You are a data steward at a bank. You are concerned that multiple records in the customer account tables might contain the same information. The duplicate records might represent data entry errors, or they might represent fraudulent customer activity.
You define the following process to find the duplicate records and to identify a single preferred version of each set of records:
You ask a developer to configure one or more mappings to identify the duplicate records.
The mappings calculate a set of numeric scores that represent the levels of duplication between the data values in the records. High scores indicate duplicate records, and low scores indicate unique records. Some records have marginal scores that indicate that the duplicate status of the records is uncertain.
The developer configures an additional mapping that reads the numeric scores. The developer adds the mapping to a workflow that includes a Mapping task and a Human task.

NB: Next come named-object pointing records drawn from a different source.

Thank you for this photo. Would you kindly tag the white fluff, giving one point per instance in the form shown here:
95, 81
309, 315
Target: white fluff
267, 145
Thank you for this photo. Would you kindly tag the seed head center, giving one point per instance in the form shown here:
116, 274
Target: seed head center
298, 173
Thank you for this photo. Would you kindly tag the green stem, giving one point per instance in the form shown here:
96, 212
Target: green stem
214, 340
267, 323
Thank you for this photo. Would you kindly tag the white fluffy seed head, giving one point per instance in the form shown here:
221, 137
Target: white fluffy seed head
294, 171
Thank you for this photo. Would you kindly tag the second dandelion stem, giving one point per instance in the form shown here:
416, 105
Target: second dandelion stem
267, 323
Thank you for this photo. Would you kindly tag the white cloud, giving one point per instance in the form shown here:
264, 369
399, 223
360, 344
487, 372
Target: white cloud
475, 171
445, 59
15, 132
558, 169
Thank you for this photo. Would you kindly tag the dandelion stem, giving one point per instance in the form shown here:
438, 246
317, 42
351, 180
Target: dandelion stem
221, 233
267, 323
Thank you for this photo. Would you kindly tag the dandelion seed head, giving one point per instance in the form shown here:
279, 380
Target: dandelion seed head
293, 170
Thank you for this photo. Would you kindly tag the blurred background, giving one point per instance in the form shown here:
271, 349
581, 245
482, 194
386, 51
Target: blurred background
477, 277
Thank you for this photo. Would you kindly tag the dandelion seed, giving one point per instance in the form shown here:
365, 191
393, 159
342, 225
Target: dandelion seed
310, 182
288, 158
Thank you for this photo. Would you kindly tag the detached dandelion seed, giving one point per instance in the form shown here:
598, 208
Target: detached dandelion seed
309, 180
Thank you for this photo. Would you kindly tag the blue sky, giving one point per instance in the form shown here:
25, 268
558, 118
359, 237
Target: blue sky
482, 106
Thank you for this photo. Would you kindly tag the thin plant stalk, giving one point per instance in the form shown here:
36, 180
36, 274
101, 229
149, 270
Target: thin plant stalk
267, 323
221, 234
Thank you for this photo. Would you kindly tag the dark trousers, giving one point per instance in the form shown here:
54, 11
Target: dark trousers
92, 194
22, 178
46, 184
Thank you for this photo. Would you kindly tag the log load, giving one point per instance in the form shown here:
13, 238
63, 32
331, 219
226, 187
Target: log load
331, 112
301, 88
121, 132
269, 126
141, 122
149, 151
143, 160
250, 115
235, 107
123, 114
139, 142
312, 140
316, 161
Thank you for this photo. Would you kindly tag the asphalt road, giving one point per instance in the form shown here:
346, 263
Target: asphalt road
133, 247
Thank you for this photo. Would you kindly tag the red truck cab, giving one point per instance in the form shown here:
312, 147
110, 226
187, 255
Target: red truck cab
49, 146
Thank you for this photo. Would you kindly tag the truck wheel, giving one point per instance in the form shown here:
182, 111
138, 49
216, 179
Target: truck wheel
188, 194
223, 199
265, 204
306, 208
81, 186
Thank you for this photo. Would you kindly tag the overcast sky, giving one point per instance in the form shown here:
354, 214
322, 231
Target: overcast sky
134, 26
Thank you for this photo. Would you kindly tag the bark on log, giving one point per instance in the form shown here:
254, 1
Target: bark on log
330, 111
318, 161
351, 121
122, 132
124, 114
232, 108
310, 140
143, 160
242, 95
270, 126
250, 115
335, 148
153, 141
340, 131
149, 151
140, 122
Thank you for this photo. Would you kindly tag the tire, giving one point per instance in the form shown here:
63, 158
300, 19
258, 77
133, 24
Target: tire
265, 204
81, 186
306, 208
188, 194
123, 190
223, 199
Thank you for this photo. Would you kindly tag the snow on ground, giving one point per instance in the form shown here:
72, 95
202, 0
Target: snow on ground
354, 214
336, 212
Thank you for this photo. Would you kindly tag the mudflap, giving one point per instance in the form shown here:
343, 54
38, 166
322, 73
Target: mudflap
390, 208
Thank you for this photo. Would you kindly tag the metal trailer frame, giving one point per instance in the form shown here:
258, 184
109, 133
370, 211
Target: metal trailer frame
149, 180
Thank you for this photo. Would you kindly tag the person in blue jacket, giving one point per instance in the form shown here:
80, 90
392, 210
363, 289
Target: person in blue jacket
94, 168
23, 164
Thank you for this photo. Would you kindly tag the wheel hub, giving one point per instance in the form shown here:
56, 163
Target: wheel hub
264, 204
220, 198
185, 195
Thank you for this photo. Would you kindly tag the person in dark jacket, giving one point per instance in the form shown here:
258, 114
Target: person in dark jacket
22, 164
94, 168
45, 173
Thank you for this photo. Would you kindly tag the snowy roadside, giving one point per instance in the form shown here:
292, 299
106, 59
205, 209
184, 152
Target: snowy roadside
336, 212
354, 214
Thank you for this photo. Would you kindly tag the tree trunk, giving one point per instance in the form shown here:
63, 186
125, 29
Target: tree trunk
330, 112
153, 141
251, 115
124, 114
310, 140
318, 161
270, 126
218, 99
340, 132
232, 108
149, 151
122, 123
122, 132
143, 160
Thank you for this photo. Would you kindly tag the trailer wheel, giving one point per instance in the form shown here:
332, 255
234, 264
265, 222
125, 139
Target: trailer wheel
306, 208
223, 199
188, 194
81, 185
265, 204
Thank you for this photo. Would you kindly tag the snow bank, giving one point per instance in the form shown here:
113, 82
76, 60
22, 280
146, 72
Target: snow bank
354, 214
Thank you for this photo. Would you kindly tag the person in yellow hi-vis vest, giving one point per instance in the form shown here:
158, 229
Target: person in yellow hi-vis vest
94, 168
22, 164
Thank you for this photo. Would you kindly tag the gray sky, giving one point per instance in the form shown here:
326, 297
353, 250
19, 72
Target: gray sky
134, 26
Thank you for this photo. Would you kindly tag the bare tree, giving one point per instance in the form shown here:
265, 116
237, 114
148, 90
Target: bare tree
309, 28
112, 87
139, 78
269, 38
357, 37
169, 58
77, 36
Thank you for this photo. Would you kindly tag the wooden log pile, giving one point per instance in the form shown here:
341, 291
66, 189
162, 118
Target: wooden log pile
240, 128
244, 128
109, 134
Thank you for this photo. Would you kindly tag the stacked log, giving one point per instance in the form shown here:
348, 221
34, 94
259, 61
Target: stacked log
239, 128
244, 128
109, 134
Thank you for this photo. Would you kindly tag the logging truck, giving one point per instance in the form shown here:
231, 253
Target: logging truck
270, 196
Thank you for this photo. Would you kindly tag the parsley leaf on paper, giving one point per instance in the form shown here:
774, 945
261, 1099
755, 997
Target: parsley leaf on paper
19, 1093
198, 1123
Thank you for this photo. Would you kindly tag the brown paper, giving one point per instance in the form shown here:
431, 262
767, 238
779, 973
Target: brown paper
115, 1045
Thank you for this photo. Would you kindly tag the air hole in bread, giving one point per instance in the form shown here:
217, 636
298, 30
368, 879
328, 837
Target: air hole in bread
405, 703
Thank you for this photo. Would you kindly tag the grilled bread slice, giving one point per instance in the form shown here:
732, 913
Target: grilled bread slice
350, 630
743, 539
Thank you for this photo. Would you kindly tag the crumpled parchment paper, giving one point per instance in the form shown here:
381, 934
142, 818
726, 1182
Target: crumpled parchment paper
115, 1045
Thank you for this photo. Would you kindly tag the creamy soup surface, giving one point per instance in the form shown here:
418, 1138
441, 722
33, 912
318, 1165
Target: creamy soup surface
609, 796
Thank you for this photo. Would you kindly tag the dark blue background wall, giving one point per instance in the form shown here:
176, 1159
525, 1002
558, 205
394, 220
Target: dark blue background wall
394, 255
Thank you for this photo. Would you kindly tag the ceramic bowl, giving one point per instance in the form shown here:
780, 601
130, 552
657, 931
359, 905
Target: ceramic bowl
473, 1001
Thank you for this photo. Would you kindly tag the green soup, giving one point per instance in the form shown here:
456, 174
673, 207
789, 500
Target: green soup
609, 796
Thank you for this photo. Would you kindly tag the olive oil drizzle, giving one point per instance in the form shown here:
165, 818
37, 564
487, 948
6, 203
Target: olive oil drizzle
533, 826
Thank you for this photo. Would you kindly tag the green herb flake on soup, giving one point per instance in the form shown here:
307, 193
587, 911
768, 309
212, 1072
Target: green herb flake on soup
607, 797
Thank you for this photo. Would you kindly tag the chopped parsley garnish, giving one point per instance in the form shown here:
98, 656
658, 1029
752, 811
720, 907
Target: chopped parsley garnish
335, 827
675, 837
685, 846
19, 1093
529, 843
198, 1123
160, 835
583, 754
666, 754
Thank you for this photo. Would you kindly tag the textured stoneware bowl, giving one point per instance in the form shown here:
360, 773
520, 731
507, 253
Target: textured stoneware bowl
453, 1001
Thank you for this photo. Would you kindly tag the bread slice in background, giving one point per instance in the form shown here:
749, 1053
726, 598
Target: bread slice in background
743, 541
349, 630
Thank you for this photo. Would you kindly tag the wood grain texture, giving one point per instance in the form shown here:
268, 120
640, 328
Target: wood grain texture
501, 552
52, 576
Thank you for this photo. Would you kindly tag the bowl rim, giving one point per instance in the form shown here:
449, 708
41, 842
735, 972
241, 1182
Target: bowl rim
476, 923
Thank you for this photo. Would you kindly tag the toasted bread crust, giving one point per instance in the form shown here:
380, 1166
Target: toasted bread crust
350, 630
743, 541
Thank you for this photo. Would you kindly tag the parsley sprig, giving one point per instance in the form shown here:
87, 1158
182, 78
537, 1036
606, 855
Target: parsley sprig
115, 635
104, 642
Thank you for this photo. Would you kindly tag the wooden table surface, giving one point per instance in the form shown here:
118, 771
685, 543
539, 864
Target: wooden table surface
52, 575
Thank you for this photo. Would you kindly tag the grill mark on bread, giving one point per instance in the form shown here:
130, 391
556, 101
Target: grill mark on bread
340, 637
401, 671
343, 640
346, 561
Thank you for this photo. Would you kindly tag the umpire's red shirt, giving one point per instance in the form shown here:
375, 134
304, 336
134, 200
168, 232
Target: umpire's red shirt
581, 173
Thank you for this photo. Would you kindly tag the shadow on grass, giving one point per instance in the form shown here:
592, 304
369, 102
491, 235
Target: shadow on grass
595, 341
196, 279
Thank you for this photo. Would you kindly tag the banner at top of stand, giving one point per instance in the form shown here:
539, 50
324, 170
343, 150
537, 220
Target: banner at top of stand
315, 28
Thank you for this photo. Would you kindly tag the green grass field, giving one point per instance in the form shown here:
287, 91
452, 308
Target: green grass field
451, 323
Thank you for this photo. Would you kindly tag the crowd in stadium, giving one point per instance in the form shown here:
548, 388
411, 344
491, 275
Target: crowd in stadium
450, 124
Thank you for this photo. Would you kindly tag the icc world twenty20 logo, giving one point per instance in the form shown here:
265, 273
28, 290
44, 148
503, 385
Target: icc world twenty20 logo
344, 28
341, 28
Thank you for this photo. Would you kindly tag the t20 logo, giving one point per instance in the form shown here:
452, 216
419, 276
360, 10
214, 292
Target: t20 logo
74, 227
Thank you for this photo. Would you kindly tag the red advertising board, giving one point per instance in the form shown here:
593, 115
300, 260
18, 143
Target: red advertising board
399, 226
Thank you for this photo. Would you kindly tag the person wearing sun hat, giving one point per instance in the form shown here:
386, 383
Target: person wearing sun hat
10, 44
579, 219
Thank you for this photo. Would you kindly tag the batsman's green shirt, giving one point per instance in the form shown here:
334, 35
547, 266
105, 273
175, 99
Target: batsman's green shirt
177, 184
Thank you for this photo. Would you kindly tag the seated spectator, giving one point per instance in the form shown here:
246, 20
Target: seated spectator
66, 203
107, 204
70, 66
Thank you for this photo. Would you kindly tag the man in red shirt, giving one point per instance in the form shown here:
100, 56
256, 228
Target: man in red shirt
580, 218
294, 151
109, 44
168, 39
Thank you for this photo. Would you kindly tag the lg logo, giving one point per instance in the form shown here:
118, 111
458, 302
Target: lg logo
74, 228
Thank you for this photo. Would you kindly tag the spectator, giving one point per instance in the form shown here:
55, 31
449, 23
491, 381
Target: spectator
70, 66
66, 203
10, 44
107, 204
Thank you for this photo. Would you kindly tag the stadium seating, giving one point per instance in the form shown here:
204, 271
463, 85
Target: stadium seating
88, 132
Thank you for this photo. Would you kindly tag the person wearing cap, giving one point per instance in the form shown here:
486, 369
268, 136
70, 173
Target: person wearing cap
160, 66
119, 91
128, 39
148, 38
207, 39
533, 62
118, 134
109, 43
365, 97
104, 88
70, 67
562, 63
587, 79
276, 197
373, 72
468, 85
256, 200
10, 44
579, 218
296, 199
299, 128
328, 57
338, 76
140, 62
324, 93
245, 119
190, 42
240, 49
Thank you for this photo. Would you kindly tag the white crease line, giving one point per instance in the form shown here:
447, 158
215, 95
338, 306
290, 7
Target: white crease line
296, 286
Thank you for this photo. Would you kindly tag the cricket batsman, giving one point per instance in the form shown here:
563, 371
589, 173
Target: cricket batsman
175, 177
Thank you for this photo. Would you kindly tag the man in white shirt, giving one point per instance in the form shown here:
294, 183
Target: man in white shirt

The Mapping task runs the mapping. The Mapping task writes the records to different tables based on the scores that they contain.
The Human task distributes the records with marginal scores to tasks that you and other users can open in the Analyst tool.
You log in to the Analyst tool, and you open a task.
The Analyst tool organizes the records in a series of clusters. Each cluster contains two or more records that contain similar information. By default, the first record in a cluster is the preferred record.
Open a cluster, and analyze the records that it contains.
You perform the following actions in each cluster:
You examine the data values in each column of record data. You select the most accurate value in each column and promote the value to the preferred record.
You can edit the values that you select, and you can search for records that contain common values in other clusters.
If a record does not belong in the current cluster, you move it to another cluster or you create a cluster for the record.
You update the cluster status to indicate that you reviewed the cluster. You complete the task when you verify the current preferred record in every cluster.
Before you update a record, verify that the task is open in edit mode. To enter edit mode, click the
Edit
button in the open task.
When you finish work on all of the clusters in the task, you update the task status. The task status indicates that the records are ready for the next stage in the data quality process.
The next stage for the data depends on the configuration of the Human task. For example, the Human task might include additional steps that assign the clusters to other users for review.
When the Human task completes, the next stage of the workflow begins.